ミーハーでごめんね

ミーハーでごめんね

I AM LOWBROW, AND I'M SORRY.

スペシャルドラマ版の感想です。
小池真理子が書いた原作が好きなので楽しみにしていました。
なので、どうしても原作ありきの色眼鏡で見てしまいます。




まず。


キャストがみんな原作に食われすぎ!!!


"原作"っていうか"脚本"に?


主要人物である三人のうち、マトモに演技ができていたのは、
主人公・布美子を演じた石原さとみだけだったように思いました。
彼女の演技力の成長には目を見張ります。


一番違和感があったキャスティングは、雛子を演じた田中麗奈
雛子は、とらえどころのない、成熟した女性と純粋な少女をいったりきたりするような複雑な人物。
田中麗奈は、そんな『雛子』を演じるにはまだ演技が幼い。
個人的なイメージモデルは大原麗子さんだったりします。
とはいえ、他のキャストの演技もどっこいどっこいだったんですけどね。




かなり原作を端折っていたので(布美子の恋人がいない設定になっていたり)、
スピード感はあったものの、深みが足りない。
原作を読んでいたら、「このシーンはこういう風になるのか〜」などと楽しめるのですが、
そうでないひとは、コントのような展開の速さにびっくりするのでは。


とくに違いが感じられたのが、
原作で描かれていた布美子と片瀬夫妻の"3人の物語"というよりは、
それに大久保(斎藤工)が加わった"4人の物語"になっていたこと。
"3人の物語"が、うっすい!
原作の、濃密で官能的で、アンニュイなのに多幸感に溢れる、美しく流れるような"3人の物語"がさっぱり描けていないのです。
だからどうしてもそれが大久保の存在に(ストーリーのアウトラインも含め)おびやかされてしまう。
それが"原作との差別化"とはとても思えず。
必要以上のリアリティが感じられてしまって、その生々しさがあまり好みではありませんでした。

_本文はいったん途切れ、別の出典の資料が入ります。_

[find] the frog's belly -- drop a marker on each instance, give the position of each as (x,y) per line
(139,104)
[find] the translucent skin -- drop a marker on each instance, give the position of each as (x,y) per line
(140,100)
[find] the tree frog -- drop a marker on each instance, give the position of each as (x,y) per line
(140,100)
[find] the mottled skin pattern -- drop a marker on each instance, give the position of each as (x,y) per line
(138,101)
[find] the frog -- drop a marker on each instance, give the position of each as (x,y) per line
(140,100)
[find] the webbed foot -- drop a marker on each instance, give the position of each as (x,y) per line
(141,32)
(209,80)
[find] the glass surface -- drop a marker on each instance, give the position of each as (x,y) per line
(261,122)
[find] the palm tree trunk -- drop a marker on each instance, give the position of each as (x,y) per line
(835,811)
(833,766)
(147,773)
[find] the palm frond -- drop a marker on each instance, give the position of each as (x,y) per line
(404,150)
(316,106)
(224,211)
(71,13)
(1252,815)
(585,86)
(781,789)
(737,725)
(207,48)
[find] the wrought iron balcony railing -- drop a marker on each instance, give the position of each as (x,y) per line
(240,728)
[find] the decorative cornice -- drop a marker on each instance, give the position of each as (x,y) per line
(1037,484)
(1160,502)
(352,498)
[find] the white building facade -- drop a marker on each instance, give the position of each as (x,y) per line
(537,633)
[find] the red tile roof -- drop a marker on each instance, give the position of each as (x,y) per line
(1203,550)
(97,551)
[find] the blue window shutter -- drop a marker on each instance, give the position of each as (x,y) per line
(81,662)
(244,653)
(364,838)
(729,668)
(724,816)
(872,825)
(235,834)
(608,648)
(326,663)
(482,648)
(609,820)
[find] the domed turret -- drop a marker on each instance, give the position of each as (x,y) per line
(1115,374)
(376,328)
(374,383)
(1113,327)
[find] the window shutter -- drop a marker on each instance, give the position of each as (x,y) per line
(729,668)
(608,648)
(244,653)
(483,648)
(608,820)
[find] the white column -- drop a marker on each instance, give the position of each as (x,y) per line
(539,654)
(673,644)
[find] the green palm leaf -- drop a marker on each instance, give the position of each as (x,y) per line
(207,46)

劇中に登場する、信太郎(井浦新)が翻訳をする『ローズサロン』という書籍や、
同時期にあった浅間山荘事件との親和性も、もっと欲しかった。


ラストシーンは原作とガラリと変えてきましたね。
個人的には、やっぱりどうしても原作のラストに肩入れしてしまいます。




セットや背景がとても舞台となる70年代のものには見えなくて、拍子抜け。
全体的に安っぽくてがっかりしてしまいました。
もう少し、力と時間とお金をかけて、せめて映画にしてほしかったな〜。